In this one, Fern Brady comes out fighting. Emerging from beneath a black shroud, she’s instantly at the metaphorical throats of those who impersonate Scottish accents and think it’s funny. At a festival full of English voices, and accompanying misrepresentations of the locals, it’s a refreshingly antagonistic opener and seems like a bold statement of intent.
But just as you think you have her pegged as another bolshie young Scot, flipping the bird at middle-class England, she flips perception on its head with revelations about herself. For Brady is no comedy Nicola Sturgeon. She couldn’t give a hoot about politics (unless you pay her), she couldn’t even give much of a hoot about Scotland. But she is disgruntled and full of pent-up attitude in a whole load of other, very entertaining ways.

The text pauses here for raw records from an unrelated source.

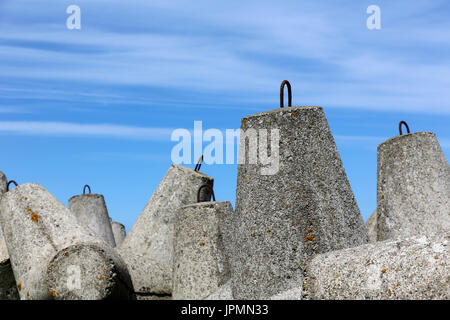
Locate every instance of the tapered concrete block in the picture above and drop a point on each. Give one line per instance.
(223, 293)
(3, 183)
(52, 255)
(413, 187)
(284, 216)
(148, 247)
(8, 289)
(371, 226)
(408, 269)
(201, 263)
(90, 210)
(118, 232)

She makes a big play about being an angry headcase; if she is, she’s a very friendly angry headcase. You’re safe here – there’s never any danger she’ll engage in combative audience interaction. Her bile stays strictly stage side, reserved for herself (especially her facial features), for Radio 4 comedy, and for six types of people she has identified that blight her life. Realising she’s missed a bit she now needs for the latter topic, she backs up skillfully, to much laughter.
An enjoyable routine about her meditation diary (spoiler: switching off isn’t her strong point) peters out into an obvious rant about former gender issue du jour, manspreading. Conversely, an unpromising mention of tindr – please, Fringe, spare us more of these – leads into a hilarious scene involving an online conversation with a foot fetishist. On this occasion she’s helped by having a particularly funny audience member playing the fetishist, but it’ll likely make a good closer anytime.
There’s a lot of fine stuff here, with no artifice – just natural, forthright comic ability.